While the annotation step is done manually in the current work, it can be better automated in the future. A coordinated generation of checks and assumptions for a given recursive data structure for both tools will facilitate the verification and the justification of soundness of the combined approach. An early idea consists in defining a domain-specific language for the description of the target recursive data structure that is then used for the generation of necessary predicates for MemCAD and for Wp as well as necessary assumptions and checks. The investigation of this research direction is left for future work.

Fig. 5.
figure 5

Wrapper to verify in MemCAD.

4 Case study on the tpm2-tss library

We tested our approach on a few (slightly simplified) functions of the tpm2-tss library, a widely used open-source implementation of the TPM Software Stack (TSS)Footnote 3 designed to access the Trusted Platform Module (TPM). The library uses a linked list to store and use TPM resources, such as objects sent to and received from the TPM. List cells are dynamically allocated. Simplifications were applied to data structures used for list cells (and their treatment).

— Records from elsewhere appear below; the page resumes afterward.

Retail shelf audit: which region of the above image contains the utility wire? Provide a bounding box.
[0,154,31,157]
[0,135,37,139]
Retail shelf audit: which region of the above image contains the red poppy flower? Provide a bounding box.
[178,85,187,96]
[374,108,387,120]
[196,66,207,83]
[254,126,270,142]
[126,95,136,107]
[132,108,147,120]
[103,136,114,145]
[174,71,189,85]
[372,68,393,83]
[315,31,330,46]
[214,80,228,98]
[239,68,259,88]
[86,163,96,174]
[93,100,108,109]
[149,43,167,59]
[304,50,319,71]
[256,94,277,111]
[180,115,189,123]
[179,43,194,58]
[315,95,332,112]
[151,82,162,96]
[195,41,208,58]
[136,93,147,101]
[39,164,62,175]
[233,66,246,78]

We consider two functions, to add an object and to look for an object in a list, with one called function, and apply MemCAD to verify separation properties for a newly allocated cell that Wp is currently not able to deduce. A recent study [11] demonstrated that deductive verification with Wp of these functions required many additional lemmas and assertions, as well as the replacement of the dynamic memory allocation by a static allocator. Interestingly, the difficulty to verify real-life code was not caused by complex operations on lists—these operations are in reality quite simple in the target code—but by the difficulty to reason about the recursive data structure itself.

The proposed approach combining deductive verification with shape analysis allows us to perform a complete proof with less effort and without replacing dynamic allocator by a static allocator. On the considered functions, the proof with Wp alone [11] required 14 lemmas, leading to the generation of 241 proof obligations, one of which required a manually created Wp script, and took 4m50s. Thanks to combining Wp and MemCAD in our work, we could remove \(\sim \)45 auxiliary Acsl annotations and 5 lemmas, so the proof required only 9 lemmas, leading to 194 proof obligations using no scripts, and took 1min47s in total for Wp and MemCAD (the latter taking less than 1 sec.).

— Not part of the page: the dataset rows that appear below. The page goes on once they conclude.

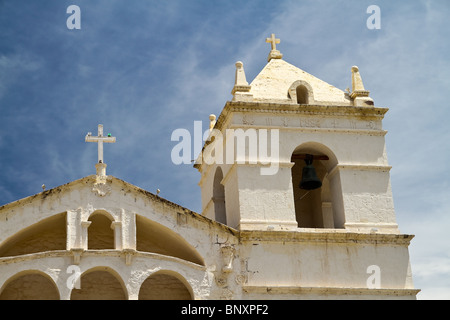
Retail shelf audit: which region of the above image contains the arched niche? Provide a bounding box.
[0,212,67,257]
[88,210,115,250]
[288,80,315,104]
[291,142,345,228]
[139,270,194,300]
[213,167,227,224]
[136,214,205,266]
[70,267,128,300]
[0,270,60,300]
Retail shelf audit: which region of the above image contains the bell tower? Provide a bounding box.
[195,35,399,234]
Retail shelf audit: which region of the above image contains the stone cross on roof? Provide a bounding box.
[85,124,116,175]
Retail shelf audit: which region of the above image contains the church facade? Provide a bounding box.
[0,35,419,300]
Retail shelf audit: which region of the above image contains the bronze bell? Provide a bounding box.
[300,154,322,190]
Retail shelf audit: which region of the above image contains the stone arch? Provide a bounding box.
[288,80,315,104]
[0,270,60,300]
[0,212,67,257]
[70,266,128,300]
[291,142,345,228]
[212,167,227,224]
[136,213,205,266]
[88,210,115,250]
[139,270,194,300]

5 Related Work and Conclusion

Related Work. Various tools based on separation logic were proposed, such as VeriFast [8], Viper [7], VerCors [2]. He et al. [5] extract functional specification from imperative programs using a memory-safe type system and insert dynamic checks into the specification. GRASShopper [9] combines separation logic with an SMT-based verifier. Unlike in our work, GRASShopper does not integrate abstract interpretation based shape analysis (which allows us to infer structural invariants with MemCAD without having to provide loop invariants for this tool). Issues reported in a recent study [11] motivate such combinations for complex real-life code with recursive data structures. Our work continues previous efforts by proposing a combination of weakest-precondition based deductive verification with abstract interpretation based shape analysis on the source-code level, which, to the best of our knowledge, was not studied and evaluated before.

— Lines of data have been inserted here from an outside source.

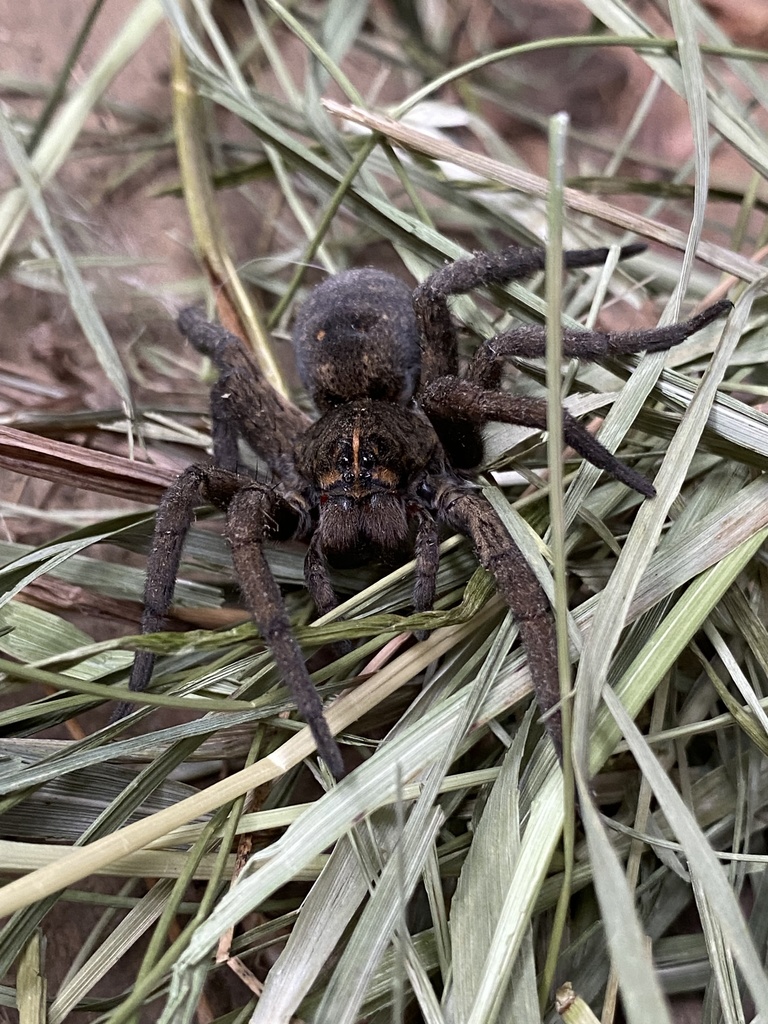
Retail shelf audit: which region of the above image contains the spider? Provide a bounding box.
[124,245,731,779]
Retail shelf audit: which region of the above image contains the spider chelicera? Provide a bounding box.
[121,246,731,778]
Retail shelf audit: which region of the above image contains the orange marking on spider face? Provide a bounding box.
[352,423,360,476]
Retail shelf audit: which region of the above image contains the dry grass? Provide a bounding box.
[0,0,768,1024]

Conclusion and Future Work. This short paper has presented an approach combining deductive verification with Frama-C/Wp and shape analysis with MemCAD. Separation properties and structural invariants for linked data structures can be more easily proved by the latter, and then used as assumptions in the former, thus allowing it to focus on other properties. This work is still ongoing and opens interesting research questions and perspectives: automation of the proposed verification technique including a coordinated generation of checks and assumptions, proof of its soundness, design of a common (higher-level) specification mechanism for recursive data structures with automatic translation into suitable definitions for MemCAD and Frama-C, as well as evaluation on other relevant case studies.